Evidence for that abounds.
By contrast, authentic love involves a total discovery of the beloved which is no longer self-seeking and is exclusive and lifelong because "love looks to the eternal.... Corresponding to the image of a monotheistic God is monogamous marriage," Benedict writes. Marriage is "based on exclusive and definitive love."
This love has a distinct erotic aspect because that's how God created us.
Commentators said Benedict's encyclical provided a warm image to the man who was formerly the church's hardline enforcer of doctrine and morals. However, the encyclical's positive tone carries with it an implicit message of discipline, since its vision excludes divorce and remarriage, adultery, promiscuity and homosexual relationships.
America's pro-gay National Religious Leadership Roundtable quickly complained about this while dissident theologian Hans Kung lamented the plight of remarried Catholics.
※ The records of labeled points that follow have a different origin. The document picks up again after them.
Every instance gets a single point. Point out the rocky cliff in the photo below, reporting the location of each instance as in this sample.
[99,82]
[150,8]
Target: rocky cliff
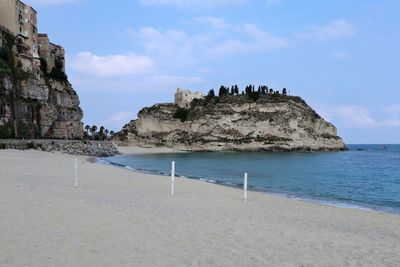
[272,122]
[35,102]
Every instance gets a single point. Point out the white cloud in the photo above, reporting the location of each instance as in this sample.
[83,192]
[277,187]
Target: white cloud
[213,22]
[179,47]
[194,3]
[353,116]
[111,65]
[392,110]
[336,29]
[391,122]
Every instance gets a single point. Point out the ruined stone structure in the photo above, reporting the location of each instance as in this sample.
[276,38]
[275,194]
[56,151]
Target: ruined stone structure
[36,102]
[273,122]
[183,98]
[21,20]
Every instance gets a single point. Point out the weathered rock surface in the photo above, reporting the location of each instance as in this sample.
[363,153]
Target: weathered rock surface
[274,123]
[33,102]
[72,147]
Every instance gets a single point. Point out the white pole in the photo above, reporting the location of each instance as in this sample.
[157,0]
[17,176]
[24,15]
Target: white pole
[173,178]
[245,187]
[76,173]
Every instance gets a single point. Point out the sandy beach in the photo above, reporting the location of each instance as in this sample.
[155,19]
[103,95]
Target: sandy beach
[121,218]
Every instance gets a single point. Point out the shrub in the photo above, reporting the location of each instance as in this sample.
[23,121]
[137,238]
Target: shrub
[30,145]
[57,74]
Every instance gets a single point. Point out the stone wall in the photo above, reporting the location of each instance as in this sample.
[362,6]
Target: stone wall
[34,103]
[183,98]
[72,147]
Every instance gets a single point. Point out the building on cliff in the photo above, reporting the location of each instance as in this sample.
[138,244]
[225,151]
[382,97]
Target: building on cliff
[183,98]
[36,99]
[21,20]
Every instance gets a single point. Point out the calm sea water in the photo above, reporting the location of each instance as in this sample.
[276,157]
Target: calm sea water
[365,176]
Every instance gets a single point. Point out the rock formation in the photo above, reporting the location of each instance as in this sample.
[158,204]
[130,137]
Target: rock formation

Others criticized the English translator's insistence on using the generic "man," a sometimes confusing choice for passages about couples.
In a second section, the encyclical addresses love as expressed by the church through its charities and other public involvements.
To the pope, loving works of charity are as essential to the church as prayer and the sacraments. Here, like predecessor John Paul, he is a vehement critic of Marxism. That declining ideology once tried to eradicate Christianity and claimed that believers' loving deeds merely diverted the poor from realizing their plight and thereby helped oppressors.
Here, Benedict offers a succinct philosophy of church and state. No friend of totalitarianism, he says the church should also be limited and leave governing to the secular state. Yet he also insists that the church has the right and duty to influence government, not for partisan political purposes but to speak for justice.
Along the way, Benedict says that the love theme is timely "in a world where the name of God is sometimes associated with vengeance or even a duty of hatred and violence." But he discreetly avoids casting any verbal stones at radicalized versions of Islam.
(Historical note: Originally, St. Valentine's Day had nothing to do with romance but honored Christian martyrs with that name who were executed by pagan Rome.)